L’évaluation de la spiritualité des patients peut être qualitative («assessment») aussi bien que quantitative («scales»). Par exemple on peut évaluer plus objectivement les comportements spirituels comme la méditation, le jeûne, la prière, mais plus difficilement l’expérience spirituelle rapportée, comme l’expérience mystique, vécue en profondeur, difficile à communiquer, avec une dimension transcendentale.
Dans le domaine des addictions tous les intervenants ont appris la modestie de leur thérapeutique face à deux réalités: les nombreuses rémissions spontanées d’une part et les résultats importants des patients ayant eu accès aux AA et aux NA. Dans ce dernier cas, l’approche spirituelle est explicite, avec la mention d’une puissance supérieure et d’un lâcher prise du sujet. De manière générale les études «evidence-based» montrent l’intérêt de la spiritualité dans l’intervention thérapeutique pour les comportements addictifs. Mais là encore, on observe un décalage entre les attentes des patients et l’offre frileuse des professionnels, alors même que l’évidence voudrait que cet important aspect de la santé mentale soit inclus dans l’investigation et l’intervention.
Pour revenir aux sources de la psychopathologie addictive, on doit se rappeler le socle anxieux et la vulnérabilité au stress des patients souffrant d’une addiction. On peut dès lors comprendre le lien de proximité entre addiction et spiritualité comme deux réponses à l’angoisse, l’une maladaptative, détruisant les liens et le sens de la vie du sujet et l’autre comme adaptative, créant des liens dans la communauté et donnant du sens au sujet, tant intrinsèquement (sens privé) qu’extrinsèquement (sens collectif).

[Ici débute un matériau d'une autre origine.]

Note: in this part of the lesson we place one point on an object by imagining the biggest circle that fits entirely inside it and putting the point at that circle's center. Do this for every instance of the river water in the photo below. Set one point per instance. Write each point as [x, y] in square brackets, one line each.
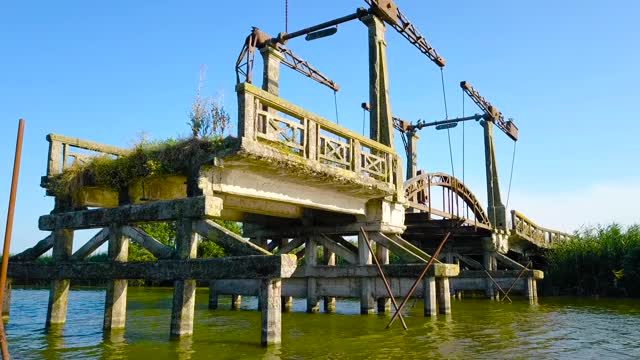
[556, 328]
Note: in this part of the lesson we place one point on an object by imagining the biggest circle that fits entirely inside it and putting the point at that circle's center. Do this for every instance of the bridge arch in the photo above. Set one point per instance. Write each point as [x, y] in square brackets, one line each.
[421, 196]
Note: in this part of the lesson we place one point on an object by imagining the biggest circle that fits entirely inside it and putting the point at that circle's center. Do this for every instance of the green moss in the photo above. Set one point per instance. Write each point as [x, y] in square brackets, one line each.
[172, 156]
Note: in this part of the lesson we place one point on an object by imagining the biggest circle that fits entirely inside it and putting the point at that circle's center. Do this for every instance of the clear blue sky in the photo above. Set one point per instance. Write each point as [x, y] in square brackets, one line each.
[566, 71]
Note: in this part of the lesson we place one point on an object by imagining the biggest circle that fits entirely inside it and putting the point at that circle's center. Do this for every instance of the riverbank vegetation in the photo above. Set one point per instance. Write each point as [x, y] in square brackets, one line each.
[602, 261]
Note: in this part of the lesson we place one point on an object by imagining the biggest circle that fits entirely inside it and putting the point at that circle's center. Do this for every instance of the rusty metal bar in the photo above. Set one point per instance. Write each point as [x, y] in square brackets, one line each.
[384, 278]
[284, 37]
[7, 234]
[518, 278]
[415, 284]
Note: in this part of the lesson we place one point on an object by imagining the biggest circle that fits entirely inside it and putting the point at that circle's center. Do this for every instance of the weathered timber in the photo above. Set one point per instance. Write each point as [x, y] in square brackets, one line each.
[536, 274]
[245, 267]
[233, 243]
[395, 270]
[115, 304]
[195, 207]
[469, 261]
[91, 245]
[402, 252]
[508, 262]
[342, 241]
[346, 254]
[292, 245]
[155, 247]
[36, 251]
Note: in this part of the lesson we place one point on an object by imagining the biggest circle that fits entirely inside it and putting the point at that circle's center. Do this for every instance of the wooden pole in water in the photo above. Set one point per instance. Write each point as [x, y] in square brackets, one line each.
[7, 235]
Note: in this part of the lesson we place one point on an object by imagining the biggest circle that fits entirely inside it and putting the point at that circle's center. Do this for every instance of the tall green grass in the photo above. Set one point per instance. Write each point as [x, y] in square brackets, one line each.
[597, 261]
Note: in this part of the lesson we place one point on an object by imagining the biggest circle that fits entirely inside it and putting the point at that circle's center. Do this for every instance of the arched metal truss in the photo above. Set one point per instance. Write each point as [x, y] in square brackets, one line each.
[421, 196]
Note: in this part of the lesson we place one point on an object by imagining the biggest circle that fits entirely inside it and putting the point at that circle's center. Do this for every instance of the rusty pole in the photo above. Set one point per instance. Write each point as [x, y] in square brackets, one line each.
[384, 278]
[7, 235]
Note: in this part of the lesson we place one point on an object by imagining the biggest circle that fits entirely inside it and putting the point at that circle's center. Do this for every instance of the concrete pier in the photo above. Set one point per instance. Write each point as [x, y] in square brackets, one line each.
[311, 260]
[444, 295]
[329, 259]
[270, 295]
[59, 293]
[115, 308]
[429, 296]
[367, 300]
[184, 290]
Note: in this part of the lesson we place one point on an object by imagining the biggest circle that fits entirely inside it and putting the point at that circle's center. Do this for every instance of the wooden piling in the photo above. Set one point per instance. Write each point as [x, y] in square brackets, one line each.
[59, 293]
[115, 309]
[184, 291]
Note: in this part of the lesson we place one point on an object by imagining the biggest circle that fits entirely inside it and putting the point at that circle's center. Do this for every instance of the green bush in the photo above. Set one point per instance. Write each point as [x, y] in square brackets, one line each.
[597, 261]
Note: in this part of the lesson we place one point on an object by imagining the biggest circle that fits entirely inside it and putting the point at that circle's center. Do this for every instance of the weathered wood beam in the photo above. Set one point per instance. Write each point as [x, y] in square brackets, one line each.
[35, 252]
[414, 249]
[469, 261]
[169, 210]
[292, 245]
[348, 255]
[508, 262]
[370, 271]
[155, 247]
[91, 245]
[404, 253]
[344, 242]
[230, 241]
[536, 274]
[243, 267]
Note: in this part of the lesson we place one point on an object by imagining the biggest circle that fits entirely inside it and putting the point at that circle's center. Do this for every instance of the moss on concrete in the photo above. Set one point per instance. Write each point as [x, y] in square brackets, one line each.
[145, 159]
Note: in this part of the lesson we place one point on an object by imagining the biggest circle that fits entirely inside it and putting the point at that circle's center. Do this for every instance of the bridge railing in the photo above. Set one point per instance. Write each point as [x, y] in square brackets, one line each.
[266, 118]
[526, 228]
[63, 152]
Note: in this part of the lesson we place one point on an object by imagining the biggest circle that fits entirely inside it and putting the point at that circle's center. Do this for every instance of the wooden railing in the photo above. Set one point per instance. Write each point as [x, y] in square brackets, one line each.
[62, 154]
[267, 118]
[526, 228]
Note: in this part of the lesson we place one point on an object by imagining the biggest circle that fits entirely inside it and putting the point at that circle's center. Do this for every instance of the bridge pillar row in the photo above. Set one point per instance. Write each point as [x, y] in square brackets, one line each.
[184, 291]
[367, 301]
[59, 293]
[382, 254]
[311, 260]
[115, 305]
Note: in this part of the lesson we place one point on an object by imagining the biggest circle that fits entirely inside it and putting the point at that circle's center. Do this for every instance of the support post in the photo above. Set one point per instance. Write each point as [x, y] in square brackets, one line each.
[287, 301]
[430, 304]
[311, 260]
[530, 289]
[184, 291]
[271, 58]
[330, 260]
[382, 254]
[412, 153]
[381, 121]
[236, 301]
[270, 295]
[115, 307]
[59, 293]
[444, 295]
[367, 301]
[496, 210]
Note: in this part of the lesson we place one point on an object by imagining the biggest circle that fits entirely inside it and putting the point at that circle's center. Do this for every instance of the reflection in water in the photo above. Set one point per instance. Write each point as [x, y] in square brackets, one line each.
[555, 328]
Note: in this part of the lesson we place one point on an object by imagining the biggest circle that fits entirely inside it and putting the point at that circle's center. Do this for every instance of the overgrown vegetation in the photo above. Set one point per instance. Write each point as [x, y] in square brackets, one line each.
[598, 261]
[208, 122]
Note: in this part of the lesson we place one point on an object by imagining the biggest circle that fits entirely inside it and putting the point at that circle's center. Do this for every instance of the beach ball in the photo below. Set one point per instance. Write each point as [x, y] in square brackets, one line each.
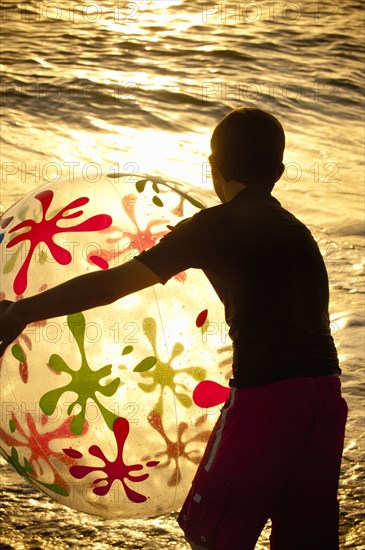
[108, 411]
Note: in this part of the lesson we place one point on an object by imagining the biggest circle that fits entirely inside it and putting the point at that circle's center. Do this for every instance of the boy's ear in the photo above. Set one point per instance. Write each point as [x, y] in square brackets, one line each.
[215, 170]
[280, 172]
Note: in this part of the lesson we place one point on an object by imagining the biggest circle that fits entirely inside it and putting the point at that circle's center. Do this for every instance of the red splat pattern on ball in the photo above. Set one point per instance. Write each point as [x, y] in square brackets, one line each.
[99, 261]
[45, 230]
[209, 394]
[202, 317]
[116, 470]
[39, 443]
[72, 453]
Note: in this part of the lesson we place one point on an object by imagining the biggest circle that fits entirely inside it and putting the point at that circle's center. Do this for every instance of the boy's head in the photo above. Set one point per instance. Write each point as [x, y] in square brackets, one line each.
[247, 147]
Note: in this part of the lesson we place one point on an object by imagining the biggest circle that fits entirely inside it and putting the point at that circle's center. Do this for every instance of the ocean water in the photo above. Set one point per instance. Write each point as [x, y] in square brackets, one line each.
[126, 86]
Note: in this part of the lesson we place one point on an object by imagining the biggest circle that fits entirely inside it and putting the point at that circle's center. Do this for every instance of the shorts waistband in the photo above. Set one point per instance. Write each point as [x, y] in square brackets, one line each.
[300, 385]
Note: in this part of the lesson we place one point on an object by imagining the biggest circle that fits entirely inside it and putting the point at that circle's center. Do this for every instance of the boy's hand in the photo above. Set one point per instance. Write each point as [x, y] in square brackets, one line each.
[10, 326]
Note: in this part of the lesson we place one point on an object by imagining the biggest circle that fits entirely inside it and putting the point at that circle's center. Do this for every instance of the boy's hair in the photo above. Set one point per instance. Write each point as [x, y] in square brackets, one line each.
[248, 146]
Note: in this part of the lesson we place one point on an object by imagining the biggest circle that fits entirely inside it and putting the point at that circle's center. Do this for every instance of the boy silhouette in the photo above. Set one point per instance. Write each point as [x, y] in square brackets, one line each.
[276, 449]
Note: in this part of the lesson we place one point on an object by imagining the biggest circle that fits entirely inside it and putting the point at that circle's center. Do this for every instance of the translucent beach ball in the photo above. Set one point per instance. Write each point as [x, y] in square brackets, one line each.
[108, 411]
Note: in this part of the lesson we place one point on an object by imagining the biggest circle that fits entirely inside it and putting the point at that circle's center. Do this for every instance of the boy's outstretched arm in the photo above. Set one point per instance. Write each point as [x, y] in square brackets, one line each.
[84, 292]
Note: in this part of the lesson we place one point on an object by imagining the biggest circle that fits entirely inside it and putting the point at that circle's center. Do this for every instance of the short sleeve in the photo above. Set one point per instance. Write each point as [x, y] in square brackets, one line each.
[184, 247]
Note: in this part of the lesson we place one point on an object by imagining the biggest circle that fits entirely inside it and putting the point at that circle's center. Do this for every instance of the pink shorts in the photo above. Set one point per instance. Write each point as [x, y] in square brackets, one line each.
[275, 452]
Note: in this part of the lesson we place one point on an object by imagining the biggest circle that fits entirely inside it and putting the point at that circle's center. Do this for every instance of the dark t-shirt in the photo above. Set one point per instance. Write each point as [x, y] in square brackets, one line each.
[268, 271]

On s’aperçoit dès lors que l’investigation de ces questions peut se faire indépendamment des croyances personnelles des thérapeutes, puisqu’il s’agit d’observer les ressources fonctionnelles du patient en termes de santé mentale.
En ce début de XXIe siècle, les temps semblent propices à ce type d’investigation, encore impensable il y a une dizaine d’années en psychiatrie. Probablement que l’arrivée des grandes écoles de pensée psychothérapeutique à leurs points de butée y contribue largement. Ce changement idéologique est porteur d’espoir communautaire, car il laisse entrevoir une approche interdisciplinaire pour tous ceux qui sont soucieux de l’esprit humain en termes de santé mentale.